Blonde hair. Blonde hair? Blonde hair! Really, dude? I was in the room so I know you weren't swapped. I guess your mother got her revenge.

Well, son, since you are fairer skinned and lighter haired than me or your sister, but since you are still half Mexican, there is some vocabulary you should be aware of. We have a name for people like you. You, my son, are a guero. Guero, pronounced thusly - gue (pronounced like the "we" in "wed") and ro (pronounced like the "dd" in "ladder" with an "o" tacked on at the end [weddo]). Technically, there is a diaeresis (two dots) over the "u" but I don't have the keyboard shortcut for that.

Guero is a Spanish term of endearment used primarily by Mexicans to describe a fair-skinned person and/or one with light hair and is used somewhat ironically/playfully with such a person of Hispanic descent.

You are my guerito and I love you very much. But I should pick up some spray tan for you at Walgreen's, though. People might think I stole you.

Love,
Dad




Order For Pickup!


Lily,
Ramirez Family guilty pleasure - we regularly order pizza on Fridays from our favorite local pizza establishment instead of cooking dinner. Side note, we are the only people who order a large pizza with pepperoni and bell peppers in this town, so they always know it's us calling and I always get a "this one's for him" when I walk in to pick up the order. By the way, people in Pennsylvania don't call them bell peppers, they call them green peppers. Whatever.

Anyway, the reason this is a guilty pleasure is because Mommy does her best to make sure that the food we eat is not only healthy but also responsibly grown, raised, butchered, transported, chewed, disposed of, thought about, etc. If it says organic, we're buying it. If it says free range cage free, we're buying two. If it has more than five ingredients, take it out of the cart. If we know the cow's name, we'll give it a shout out when we say Grace. Now we're not like Peter and Nance from the the show Portlandia, but we try.


I also thought we had done a good job so far from insulating you from junk/processed food and thought that you'd paid no mind to our greazy, cheesey indiscretion, until a couple of days ago when you again proved to us how much you listen to everything we say.

The other day you were pretending that a small bottle of lotion was a phone while you were sitting on the potty and you said something I didn't at first understand.
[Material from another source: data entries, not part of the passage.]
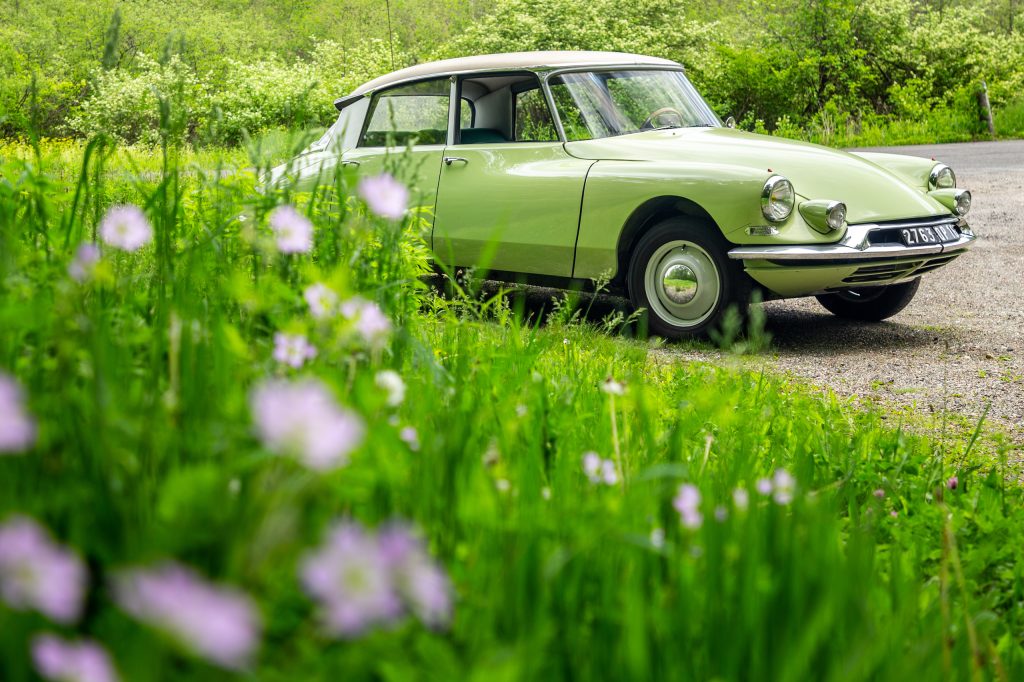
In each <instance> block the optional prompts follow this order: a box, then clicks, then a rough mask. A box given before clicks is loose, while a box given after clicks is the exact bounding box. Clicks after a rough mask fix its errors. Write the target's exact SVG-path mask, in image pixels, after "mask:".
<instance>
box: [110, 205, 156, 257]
mask: <svg viewBox="0 0 1024 682" xmlns="http://www.w3.org/2000/svg"><path fill="white" fill-rule="evenodd" d="M99 239H101V240H102V241H103V243H104V244H106V245H108V246H112V247H114V248H115V249H121V250H122V251H138V250H139V249H141V248H142V247H143V246H145V245H146V244H148V243H150V242H151V241H152V240H153V226H152V225H151V224H150V221H148V220H146V219H145V214H144V213H142V209H140V208H138V207H137V206H132V205H130V204H129V205H126V206H115V207H114V208H112V209H111V210H109V211H108V212H106V215H104V216H103V219H102V220H101V221H100V222H99Z"/></svg>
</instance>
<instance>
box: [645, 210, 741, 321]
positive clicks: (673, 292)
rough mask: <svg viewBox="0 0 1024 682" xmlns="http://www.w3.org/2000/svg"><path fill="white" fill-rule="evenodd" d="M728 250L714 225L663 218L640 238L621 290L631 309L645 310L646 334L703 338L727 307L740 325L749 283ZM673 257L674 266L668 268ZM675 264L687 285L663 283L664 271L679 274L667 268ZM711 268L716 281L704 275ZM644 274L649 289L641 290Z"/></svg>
mask: <svg viewBox="0 0 1024 682" xmlns="http://www.w3.org/2000/svg"><path fill="white" fill-rule="evenodd" d="M728 250H729V243H728V242H726V241H725V238H723V237H722V235H721V232H720V231H719V229H718V227H717V226H716V225H714V224H710V223H708V222H705V221H698V220H687V219H685V218H669V219H667V220H663V221H662V222H659V223H657V224H656V225H654V226H653V227H651V228H650V229H649V230H648V231H647V232H646V233H645V235H644V236H643V237H642V238H640V241H639V242H637V244H636V246H635V247H634V248H633V253H632V254H631V256H630V265H629V270H628V273H627V287H628V289H629V295H630V301H632V303H633V305H634V306H636V307H637V308H645V309H646V310H647V314H646V319H647V329H648V331H649V332H650V333H652V334H657V335H659V336H663V337H665V338H668V339H682V338H689V337H697V336H703V335H707V334H708V333H709V332H711V331H712V330H717V329H719V328H720V326H721V324H722V321H723V318H724V317H725V315H726V311H727V310H728V309H729V308H730V307H734V308H735V309H736V311H737V312H738V313H739V316H738V321H739V322H740V324H742V321H743V319H745V316H746V315H745V313H746V304H748V302H749V301H750V295H751V289H752V287H751V285H750V282H751V281H750V278H748V276H746V273H745V272H743V269H742V266H741V265H740V264H739V263H738V261H734V260H731V259H730V258H729V256H728ZM673 259H676V260H677V261H678V262H675V264H673V262H674V260H673ZM687 259H688V260H687ZM653 261H656V262H653ZM666 263H668V264H666ZM677 265H685V266H686V268H687V269H688V270H689V273H690V274H694V278H693V283H690V282H688V281H687V282H684V283H682V284H683V285H685V286H684V287H680V286H677V285H672V284H667V283H669V282H672V278H670V276H668V273H667V272H666V269H665V268H668V269H669V270H670V271H680V270H673V269H672V268H673V267H676V266H677ZM695 270H699V272H697V273H695V272H694V271H695ZM712 270H714V273H715V276H716V278H717V281H715V282H713V279H714V278H712V276H710V273H711V271H712ZM682 271H685V270H682ZM658 272H662V273H663V274H657V273H658ZM648 274H651V279H650V282H651V284H650V286H647V283H648ZM654 282H656V283H658V284H653V283H654ZM705 283H706V284H705ZM712 294H714V300H713V297H712ZM652 295H653V296H654V299H653V300H652V298H651V296H652ZM687 295H689V296H690V297H691V299H690V300H689V301H686V302H684V303H679V302H678V301H677V300H676V299H677V298H679V299H683V298H685V297H686V296H687ZM667 297H668V298H667ZM670 299H671V300H670ZM669 306H672V307H671V308H670V307H669ZM674 311H678V313H679V314H675V313H674ZM691 313H692V314H691Z"/></svg>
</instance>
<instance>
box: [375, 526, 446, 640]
mask: <svg viewBox="0 0 1024 682" xmlns="http://www.w3.org/2000/svg"><path fill="white" fill-rule="evenodd" d="M380 545H381V549H382V552H383V553H384V555H385V557H387V559H388V561H389V562H390V564H391V566H392V571H393V573H394V577H395V582H396V585H397V588H398V593H399V594H400V595H401V596H402V597H403V599H404V601H406V603H407V604H408V605H409V607H410V609H411V610H412V611H413V613H415V614H416V616H417V617H419V619H420V621H422V622H423V624H424V625H426V626H427V627H429V628H440V627H443V626H445V625H447V623H449V620H450V619H451V616H452V586H451V585H450V583H449V579H447V576H446V574H445V573H444V570H443V569H442V568H441V566H440V565H439V564H438V563H437V562H436V561H434V560H433V558H431V556H430V555H429V554H428V553H427V550H426V548H425V547H424V545H423V541H422V540H421V539H420V538H419V537H418V536H417V535H416V534H415V532H414V531H413V530H412V529H411V528H409V527H408V526H406V525H403V524H392V525H390V526H389V527H387V528H385V529H384V530H383V531H381V534H380Z"/></svg>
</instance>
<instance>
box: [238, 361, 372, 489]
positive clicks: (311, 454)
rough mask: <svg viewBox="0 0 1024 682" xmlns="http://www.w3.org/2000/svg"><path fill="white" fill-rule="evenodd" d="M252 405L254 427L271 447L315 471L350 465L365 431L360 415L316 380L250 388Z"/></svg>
mask: <svg viewBox="0 0 1024 682" xmlns="http://www.w3.org/2000/svg"><path fill="white" fill-rule="evenodd" d="M251 406H252V412H253V417H254V419H255V422H256V431H257V433H258V434H259V436H260V439H261V440H262V441H263V444H264V445H265V446H266V447H267V449H268V450H270V451H272V452H274V453H278V454H280V455H291V456H293V457H296V458H298V459H299V460H300V461H301V462H302V463H303V464H305V465H306V466H307V467H309V468H310V469H315V470H317V471H325V470H330V469H336V468H338V467H342V466H344V465H345V464H347V463H348V456H349V455H350V454H351V452H352V451H353V450H355V449H356V447H358V446H359V444H360V443H361V442H362V438H364V435H365V433H366V427H365V426H364V423H362V420H361V419H360V418H359V417H358V416H357V415H356V414H354V413H352V412H350V411H348V410H345V409H344V408H341V407H340V406H339V404H338V403H337V401H336V400H335V398H334V395H333V394H332V393H331V391H330V390H329V389H328V388H327V386H325V385H324V384H323V383H321V382H319V381H317V380H315V379H305V380H302V381H298V382H294V383H289V382H284V381H267V382H264V383H263V384H261V385H260V386H258V387H257V388H256V389H255V390H254V391H253V392H252V396H251Z"/></svg>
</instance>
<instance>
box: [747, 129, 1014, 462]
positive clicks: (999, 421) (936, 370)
mask: <svg viewBox="0 0 1024 682" xmlns="http://www.w3.org/2000/svg"><path fill="white" fill-rule="evenodd" d="M870 151H872V152H890V153H894V154H907V155H912V156H919V157H926V158H934V159H936V160H938V161H941V162H943V163H945V164H947V165H949V166H950V167H951V168H952V169H953V170H954V171H955V173H956V178H957V185H958V186H962V187H968V188H969V189H971V193H972V195H973V199H974V205H973V208H972V210H971V213H970V214H969V216H968V217H969V220H970V223H971V226H972V228H973V229H974V231H975V233H976V235H977V236H978V241H977V242H976V243H975V246H974V248H973V249H972V250H971V251H970V252H969V253H968V254H966V255H965V256H962V257H961V258H959V259H957V260H956V261H954V262H953V263H951V264H949V265H948V266H946V267H944V268H940V269H939V270H937V271H935V272H933V273H931V274H929V275H926V276H925V278H924V280H923V282H922V286H921V289H920V290H919V292H918V295H916V297H915V298H914V299H913V301H912V302H911V303H910V305H909V306H908V307H907V308H906V309H905V310H903V311H902V312H901V313H899V314H898V315H896V316H895V317H892V318H891V319H888V321H886V322H884V323H878V324H855V323H850V322H845V321H842V319H840V318H838V317H835V316H833V315H831V314H830V313H828V312H826V311H825V310H824V308H822V307H821V306H820V305H819V304H818V303H817V301H815V300H814V299H813V298H811V299H794V300H787V301H771V302H769V303H766V304H765V306H764V307H765V310H766V312H767V327H768V330H769V331H770V332H771V334H772V337H773V342H772V347H771V349H770V350H769V351H768V352H769V353H770V354H772V356H773V359H772V365H774V367H775V368H776V369H777V370H780V371H783V372H788V373H792V374H793V375H795V376H797V377H801V378H804V379H806V380H808V381H810V382H812V383H814V384H818V385H821V386H827V387H830V388H831V389H833V390H835V391H836V392H837V393H839V394H841V395H847V396H856V397H858V398H869V399H871V400H874V401H877V402H881V403H882V404H892V406H899V407H910V408H914V409H916V410H920V411H926V413H927V414H929V415H930V414H933V413H934V414H939V413H940V412H941V410H943V409H945V410H947V411H950V412H954V413H958V414H961V415H963V416H965V417H967V418H969V419H977V418H978V417H980V415H981V414H982V412H983V411H984V409H985V407H986V406H989V413H988V420H989V421H990V422H993V423H994V424H995V425H996V426H998V427H1000V428H1001V430H1005V431H1007V432H1009V433H1010V434H1011V436H1012V437H1013V439H1014V440H1015V441H1016V442H1017V443H1024V140H1014V141H999V142H966V143H958V144H937V145H922V146H900V147H886V148H878V150H870Z"/></svg>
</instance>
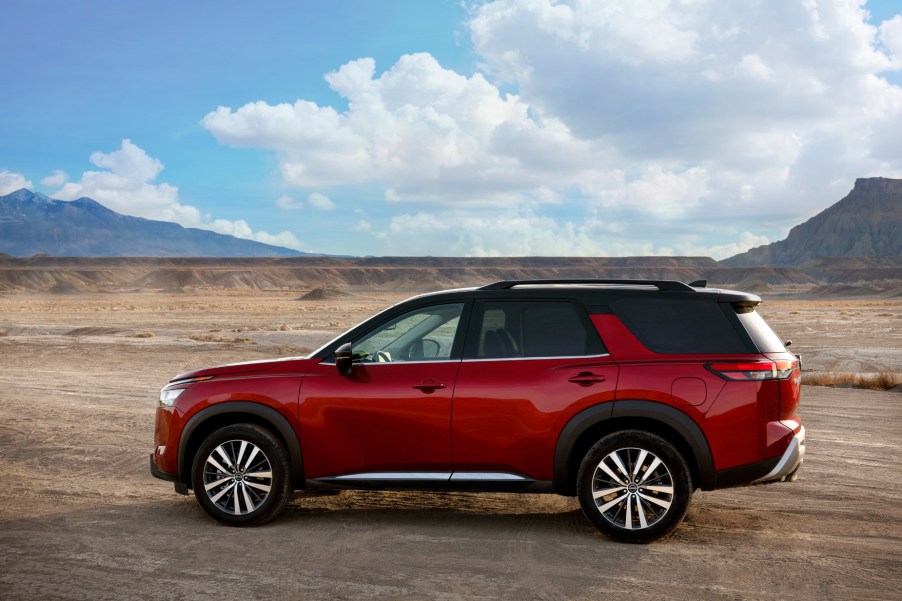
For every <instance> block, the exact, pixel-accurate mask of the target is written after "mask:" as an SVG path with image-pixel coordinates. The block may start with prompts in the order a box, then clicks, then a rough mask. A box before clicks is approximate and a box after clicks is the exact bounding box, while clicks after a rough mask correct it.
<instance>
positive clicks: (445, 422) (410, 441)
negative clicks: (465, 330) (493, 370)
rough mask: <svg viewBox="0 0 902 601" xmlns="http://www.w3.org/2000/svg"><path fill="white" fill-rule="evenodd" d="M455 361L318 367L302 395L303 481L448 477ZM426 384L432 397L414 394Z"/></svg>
mask: <svg viewBox="0 0 902 601" xmlns="http://www.w3.org/2000/svg"><path fill="white" fill-rule="evenodd" d="M459 367H460V362H459V361H436V362H424V363H374V364H366V365H363V364H361V365H355V366H354V373H353V375H352V376H350V377H345V376H340V375H339V374H338V371H337V369H336V367H335V365H331V364H320V365H317V366H315V367H314V368H313V369H312V370H311V371H310V372H309V373H308V374H307V376H306V377H305V378H304V383H303V386H302V387H301V401H300V406H299V416H300V424H301V431H302V437H301V446H302V449H303V452H304V469H305V472H306V477H307V478H321V477H327V476H338V475H342V474H351V473H364V472H380V471H447V470H449V469H450V466H451V395H452V393H453V391H454V381H455V378H456V377H457V370H458V368H459ZM429 380H433V381H434V382H436V383H440V384H443V385H444V386H445V387H444V388H438V389H435V390H433V391H432V392H427V391H424V390H420V389H416V388H413V386H415V385H420V384H422V383H424V382H427V381H429Z"/></svg>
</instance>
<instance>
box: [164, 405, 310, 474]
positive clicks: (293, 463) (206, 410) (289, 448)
mask: <svg viewBox="0 0 902 601" xmlns="http://www.w3.org/2000/svg"><path fill="white" fill-rule="evenodd" d="M229 413H235V414H249V415H253V416H255V417H258V418H261V419H263V420H265V421H266V422H267V423H269V424H270V425H271V426H272V427H273V428H275V429H276V432H277V433H278V434H279V435H280V436H281V437H282V440H284V441H285V446H286V448H287V450H288V458H289V460H290V461H291V472H292V473H291V481H292V486H293V487H294V488H295V489H298V488H303V486H304V461H303V455H302V454H301V445H300V443H299V442H298V435H297V433H296V432H295V431H294V428H292V427H291V424H290V423H289V422H288V420H287V419H286V418H285V416H284V415H282V414H281V413H279V412H278V411H276V410H275V409H273V408H272V407H268V406H266V405H262V404H260V403H252V402H249V401H228V402H225V403H217V404H215V405H210V406H209V407H205V408H204V409H201V410H200V411H198V412H197V413H195V414H194V415H192V416H191V418H189V419H188V422H187V423H186V424H185V427H184V428H183V429H182V436H181V438H180V439H179V454H178V457H179V480H180V481H181V482H185V483H186V484H190V480H191V478H190V470H191V468H190V465H191V464H190V463H186V459H187V458H186V457H185V453H186V451H187V448H188V442H189V441H190V440H191V437H192V435H193V434H194V431H195V430H197V429H198V428H199V427H200V426H202V425H203V424H204V423H205V422H207V420H209V419H210V418H212V417H216V416H217V415H225V414H229ZM236 423H240V422H236ZM185 466H188V467H187V468H186V467H185Z"/></svg>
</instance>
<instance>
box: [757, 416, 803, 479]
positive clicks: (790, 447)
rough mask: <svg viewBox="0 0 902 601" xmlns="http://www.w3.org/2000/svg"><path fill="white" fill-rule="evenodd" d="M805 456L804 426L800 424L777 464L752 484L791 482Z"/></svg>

When I asked you to repeat you looked at me and said, very squarely and clearly, "Order for pickup. Pepanonni." I was floored - I didn't think you were listening and internalizing every time I ordered a pizza. What else have I said that you weren't supposed to hear that you'll repeat in line at the grocery store? I guess we can't even hide from our own child that no matter how hard we try to be responsible consumers, we really love a good, unhealthy, processed, not-organic pizza. Your parents are imperfect people.

At the Park

Dear Rio,
We had such nice weather the other day that we thought it would be a great time to take you to a park for the first time.


Here I am with Lily in a fire truck (mostly).



And here is your mother in the background engaging in some acrobatic behavior getting into the same fire truck. Are we sure that she just gave birth less than two weeks ago?
Love,
Dad

First Bath


Dear Rio,
As expected, you're not such a fan of baths.
Love,
Dad

Just Loungin'





This parentin' is some tough stuff.

Soccer Game






Dear Lily,
I took you to a soccer game the other night. You had the most fun putting your hand on your heart for the Star-Spangled Banner, clapping in synch with all the soccer hooligans, but mostly the chocolate ice cream that you got all over your face.